As a kayaker and fisherman on the rivers of Georgia, river gauge is an important piece of information.  Here is where you can find all the guages for Georgia:
http://waterdata.usgs.gov/ga/nwis/current/?type=flow&group_key=basin_cd

The next question is what is a safe guage?  That really only comes from experience but most of the time the "mean" guage listed is a safe guage.  But be careful, that is not always true.


----------



## FERAL ONE

randy , thank you for this. i made it a sticky so it will be easy to find !


----------



## wgatling

River gauge level is a REALLY complicated topic. The width of the river and gradient have a huge impact on how the difficulty changes.  

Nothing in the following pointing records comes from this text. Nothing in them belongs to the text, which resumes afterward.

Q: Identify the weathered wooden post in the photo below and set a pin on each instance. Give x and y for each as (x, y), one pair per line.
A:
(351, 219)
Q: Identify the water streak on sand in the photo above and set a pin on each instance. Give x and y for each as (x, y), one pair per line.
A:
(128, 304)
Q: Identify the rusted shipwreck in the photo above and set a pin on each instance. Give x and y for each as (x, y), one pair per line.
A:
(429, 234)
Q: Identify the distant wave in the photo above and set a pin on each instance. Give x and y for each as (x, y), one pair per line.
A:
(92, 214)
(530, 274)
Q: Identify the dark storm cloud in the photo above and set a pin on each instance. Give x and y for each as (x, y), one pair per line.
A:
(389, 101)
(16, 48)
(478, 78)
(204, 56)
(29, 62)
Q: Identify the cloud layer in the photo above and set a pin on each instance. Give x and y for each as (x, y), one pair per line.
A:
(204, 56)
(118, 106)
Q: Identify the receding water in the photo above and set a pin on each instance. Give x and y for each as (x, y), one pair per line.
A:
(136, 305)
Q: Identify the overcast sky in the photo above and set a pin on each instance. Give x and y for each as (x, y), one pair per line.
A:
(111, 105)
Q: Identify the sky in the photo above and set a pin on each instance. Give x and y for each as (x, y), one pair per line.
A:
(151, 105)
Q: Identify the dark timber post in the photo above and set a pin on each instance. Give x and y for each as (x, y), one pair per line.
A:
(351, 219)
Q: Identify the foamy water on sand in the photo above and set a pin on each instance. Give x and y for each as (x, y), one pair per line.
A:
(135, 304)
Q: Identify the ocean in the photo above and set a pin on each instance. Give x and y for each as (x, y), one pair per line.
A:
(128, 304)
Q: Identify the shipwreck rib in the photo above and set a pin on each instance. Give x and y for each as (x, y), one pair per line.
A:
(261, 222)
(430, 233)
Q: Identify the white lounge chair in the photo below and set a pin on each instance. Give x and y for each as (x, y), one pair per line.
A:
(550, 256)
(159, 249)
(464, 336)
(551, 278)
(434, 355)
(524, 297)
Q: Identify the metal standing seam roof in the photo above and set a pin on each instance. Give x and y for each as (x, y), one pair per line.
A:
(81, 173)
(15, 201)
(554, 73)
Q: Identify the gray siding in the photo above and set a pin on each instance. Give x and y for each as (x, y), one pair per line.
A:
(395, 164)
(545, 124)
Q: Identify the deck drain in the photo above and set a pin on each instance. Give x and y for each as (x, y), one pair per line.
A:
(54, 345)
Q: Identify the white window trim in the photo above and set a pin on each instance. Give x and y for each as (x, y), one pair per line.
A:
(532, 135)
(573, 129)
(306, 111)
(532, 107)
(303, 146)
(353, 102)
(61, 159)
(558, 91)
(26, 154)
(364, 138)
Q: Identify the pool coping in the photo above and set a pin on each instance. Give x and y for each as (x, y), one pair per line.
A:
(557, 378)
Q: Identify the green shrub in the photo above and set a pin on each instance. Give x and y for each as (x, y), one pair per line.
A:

Sometimes rivers get easier when the water rises. The Upper Chattahoochee @ Highway 115 is easier at 3' on the Leaf Gauge than it is at 2'. The rocky technical nature of the river straightens out and is replaced by bigger waves. 

On narrow rivers, it doesn't take much water to turn an easy river into an advanced whitewater run. You can't judge a river by the put in, so if you aren't sure ask somebody that knows.


----------



## Apex Predator

Here is another great site for you guys!  One I refer to alot near the coast.

http://water.weather.gov/ahps2/hydrograph.php?wfo=jax&gage=evrg1


----------



## Reel Big-uns

Here is a link to a page, on the same site, that is in the OP that I like to use.

http://waterdata.usgs.gov/ga/nwis/rt

When it opens click on the colored dot at the area you want to check on. You can also change the State, at the top of the page. Also, look for this when that page opens.


----------



## markland

Hey about time to update this sticky with some good apps for guys to use on their cell phones.


----------



## RamblinWreck

Good info. Are there any good apps?

BTW "Gauge" is spelled wrong in yer title.


----------



## Phoda

Refreshing this old sticky and wanted to parrot RamblinWreck's question... Have there been any good apps developed that present the USGS water data?


----------



## Yakman22

Phoda said:


> Refreshing this old sticky and wanted to parrot RamblinWreck's question... Have there been any good apps developed that present the USGS water data?


I use one called River App, i like it pretty good


----------



## timberdawg1985

Phoda said:


> Refreshing this old sticky and wanted to parrot RamblinWreck's question... Have there been any good apps developed that present the USGS water data?


I use an app called River Data.    I have found it to be quite helpful. A landowner that I work with put me onto it.


----------



## fishmonger

I use an app found at Riverflows.net. Free and good for Android.


----------